One day Kit came to Joan’s when Anne was there. It was a Sunday afternoon, so Antony was at home. Kit stalked in with such a desperate air that little Anne told herself that he looked as if he was going to do something awful! He nearly kicked Guard, who had grown enormously, but had not outgrown his first adoration of Kit, and toward whom Kit held himself as sponsor because he had endorsed the dog in his infancy and advised his purchase. Kit did not kick the exuberant animal but he visibly refrained from doing so, and patted him instead. It was wonder enough for little Anne that he had felt like kicking. He hardly noticed the child—another alarming symptom.
Little Anne retired to a corner with Barbara, now capable of being led there, and played house with the baby in a one-sided fashion. But her ears were alert to catch a conversation in which she was forgotten.
“I’ve stood it to the last possible instant!” declared Kit, savagely. “Anne will not see me. She shall! Have I no rights?”
“Don’t you think, Kit, dear, she is afraid to see you?” Joan suggested. “If she will not marry you, isn’t it better to avoid unnecessary pain? Poor Anne shows that she already has all that she can endure.”
“Poor Anne has no right to be enduring it,” retorted Kit. “I will see her; I must! What do you say, Antony?”
“I say I wouldn’t like to be in your shoes, and I don’t know how I’d play up if I were, but the right thing is to get out and not torture a girl who is trying to be square, who loves you all the time, good old Kit,” said Antony.
“Well, if you call that being square, I don’t,” declared Kit. “She’s got it all twisted. I don’t mean to torture her, you know well enough, except to talk it out once; we’ve got to! I never had a word with her except that one time when we found out how we both felt, and then what was it? We were taken off our feet; couldn’t talk! I want to put it up to her as temperately as I can. Then if she decides against me, all right; I go. And I mean to listen fairly to her arguments. But I don’t go till that is done. I realize that it’s hard to judge a question on which your own happiness hinges, but it doesn’t seem to me right to Latham for Anne to marry him. Putting me out of it, it doesn’t seem right to Latham. If he knew that Anne loved me, not him—wanted to marry me, not him—would he let her keep her promise to him? Of course he wouldn’t! So it doesn’t seem fair to him to go on with it. Maybe that’s sophistry; I’m sure I can’t tell! But I do know that I don’t feel as though I could go on living if Anne marries Latham.”
Kit’s head went down on his arms with a movement of such despair that little Anne was frightened.
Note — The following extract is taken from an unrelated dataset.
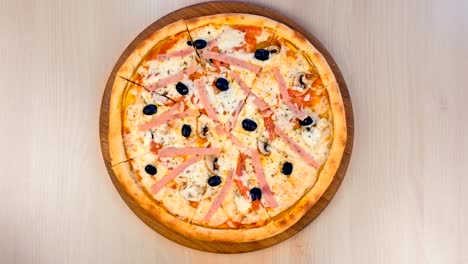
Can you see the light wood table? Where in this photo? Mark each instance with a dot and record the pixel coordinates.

So that was it! Anne didn’t want to marry Mr. Latham, not even to sit in the box! And she did want to marry Kit; and Kit would die if she married Mr. Latham. And Mr. Latham would not marry Anne if all this were as clear to him as it had suddenly become to little Anne. Kit had said that it was not fair to Mr. Latham; evidently someone was making a blunder. Here little Anne’s thoughts became cloudy. Could the blunderer be Anne? Well, this fact was clear: two of little Anne’s dearest friends were miserable, all because Mr. Latham did not know that they would far prefer to marry each other than to let Anne go to the play as the poet’s wife. Now that these points were radiantly clear to the child, it was equally clear that a simple mistake of this kind could and should be corrected.
“Do you think Anne will consent to see you, Kit?” Joan was asking when little Anne’s attention returned to the conversation.